Cambridge may have a reputation for socially changing at the rate its buildings are eroding, but I am still delighted to see how far we have come in my time here. Despite this it has definitely been an uphill battle all the way. Like most students I came to university intending to learn but unfortunately life isn’t really so simple and I’ve ended up sending a lot of my time teaching, teaching lecturers, colleges, fellow students, everyone I can get my hands on. I’ve seen pretty much every horror story you could imagine along the way from colleges breaking anti-discrimination laws to lecturers dropping slurs while teaching. These are rarely malicious, mainly born out of ignorance which is itself pretty sad for an institution which prides itself as a centre of knowledge.

You would hope that there would be staff around the university who would be able to fix these problems but fundamentally the people who care most about student wellbeing are other students. This is what your student representation is all about and why I’ve dedicated two years of my time here to working in CUSU LGBT+. Our own work in 2013 found that over half of trans students had been treated negatively by a member of staff. While there is significant amounts of news on any perceived failings within CUSU there’s very little on what your university is getting away with.

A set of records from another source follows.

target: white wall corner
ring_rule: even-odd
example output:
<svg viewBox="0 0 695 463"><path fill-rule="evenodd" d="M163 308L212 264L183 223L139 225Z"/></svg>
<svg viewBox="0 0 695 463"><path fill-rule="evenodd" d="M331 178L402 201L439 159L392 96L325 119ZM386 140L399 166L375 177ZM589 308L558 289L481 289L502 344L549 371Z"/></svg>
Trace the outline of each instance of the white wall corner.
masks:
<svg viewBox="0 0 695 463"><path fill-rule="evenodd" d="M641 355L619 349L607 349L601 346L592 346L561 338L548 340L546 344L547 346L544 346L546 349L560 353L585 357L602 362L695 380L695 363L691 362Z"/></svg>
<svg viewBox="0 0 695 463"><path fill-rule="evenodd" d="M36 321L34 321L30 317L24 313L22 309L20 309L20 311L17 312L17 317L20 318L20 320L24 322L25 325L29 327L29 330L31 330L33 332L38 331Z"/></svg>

Students should be demanding an inclusive and high quality learning environment and for that to happen the university needs to listen to the voices of students. One of the key issues CUSU LGBT+ has been working on is gaining places in the university’s committees, the decision makers for the university. We think it’s outrageous that the university won’t even let your elected LGBT+, BME, disabled students and international student representatives be a part of its Equality and Diversity committee. Like each of the university’s committees it is made up almost exclusively of staff despite the fact that there are almost twice as many students here as staff. Staff members will never be acceptable substitutes for student representatives as coming here for your job is miles away from the student experience of living here for months at a time.

At the start of LGBT+ history month the university singed up to an ‘Equality Pledge’ saying that they “believe in the dignity of all people and their right to respect and equality of opportunity.” For this to be more than a vacuous piece of self-promotion the university needs to fundamentally shift its attitude towards its students, to take their views and issues seriously. Students are at the heart of this university and they deserve to be valued by it. As LGBT+ history month comes to a close it’s time to remember that we didn’t get here without a struggle and there is much left to do. Be angry that students still face discrimination and demand that your university does better.